Efficient Policy Evaluation with Offline Data Informed Behavior Policy Design
This work addresses the challenge of prohibitive environment interactions for reinforcement learning practitioners, offering an incremental improvement in policy evaluation efficiency.
The paper tackles the problem of inefficient policy evaluation in reinforcement learning by proposing novel methods to improve data efficiency of online Monte Carlo estimators while maintaining unbiasedness, achieving better empirical performance with fewer offline data requirements.

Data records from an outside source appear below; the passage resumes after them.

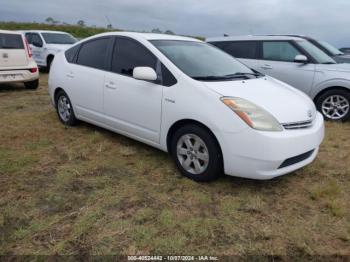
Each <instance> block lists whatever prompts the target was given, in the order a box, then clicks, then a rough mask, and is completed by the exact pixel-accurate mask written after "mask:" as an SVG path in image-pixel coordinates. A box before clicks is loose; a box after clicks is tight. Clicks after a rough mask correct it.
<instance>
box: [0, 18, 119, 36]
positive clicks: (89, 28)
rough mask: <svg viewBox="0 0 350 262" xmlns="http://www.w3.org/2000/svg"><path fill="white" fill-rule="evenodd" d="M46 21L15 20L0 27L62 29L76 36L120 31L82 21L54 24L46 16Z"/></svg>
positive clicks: (73, 35)
mask: <svg viewBox="0 0 350 262" xmlns="http://www.w3.org/2000/svg"><path fill="white" fill-rule="evenodd" d="M48 19H49V21H47V22H50V24H44V23H16V22H0V29H2V30H53V31H64V32H67V33H70V34H72V35H73V36H75V37H77V38H86V37H89V36H92V35H96V34H99V33H105V32H109V31H122V30H119V29H113V30H111V29H109V30H108V29H106V28H98V27H86V26H84V25H85V22H84V21H78V22H80V23H79V25H78V24H77V25H68V24H56V23H54V22H56V21H54V22H53V21H52V20H53V19H52V18H50V17H49V18H47V19H46V20H48Z"/></svg>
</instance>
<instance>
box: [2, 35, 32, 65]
mask: <svg viewBox="0 0 350 262" xmlns="http://www.w3.org/2000/svg"><path fill="white" fill-rule="evenodd" d="M27 65H28V55H27V50H26V49H25V45H24V42H23V38H22V35H20V34H11V33H0V67H1V68H5V69H6V68H7V67H9V68H11V67H21V66H27Z"/></svg>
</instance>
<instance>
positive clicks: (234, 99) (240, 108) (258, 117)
mask: <svg viewBox="0 0 350 262" xmlns="http://www.w3.org/2000/svg"><path fill="white" fill-rule="evenodd" d="M221 101H222V102H223V103H224V104H225V105H227V106H228V107H229V108H230V109H231V110H232V111H233V112H235V113H236V114H237V115H238V116H239V117H240V118H241V119H242V120H243V121H244V122H246V123H247V125H248V126H250V127H251V128H254V129H257V130H261V131H283V128H282V126H281V125H280V123H278V121H277V120H276V118H274V117H273V116H272V115H271V114H270V113H269V112H267V111H266V110H264V109H262V108H261V107H259V106H257V105H255V104H253V103H252V102H249V101H248V100H245V99H243V98H239V97H222V98H221Z"/></svg>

Most reinforcement learning practitioners evaluate their policies with online Monte Carlo estimators for either hyperparameter tuning or testing different algorithmic design choices, where the policy is repeatedly executed in the environment to get the average outcome. Such massive interactions with the environment are prohibitive in many scenarios. In this paper, we propose novel methods that improve the data efficiency of online Monte Carlo estimators while maintaining their unbiasedness. We first propose a tailored closed-form behavior policy that provably reduces the variance of an online Monte Carlo estimator. We then design efficient algorithms to learn this closed-form behavior policy from previously collected offline data. Theoretical analysis is provided to characterize how the behavior policy learning error affects the amount of reduced variance. Compared with previous works, our method achieves better empirical performance in a broader set of environments, with fewer requirements for offline data.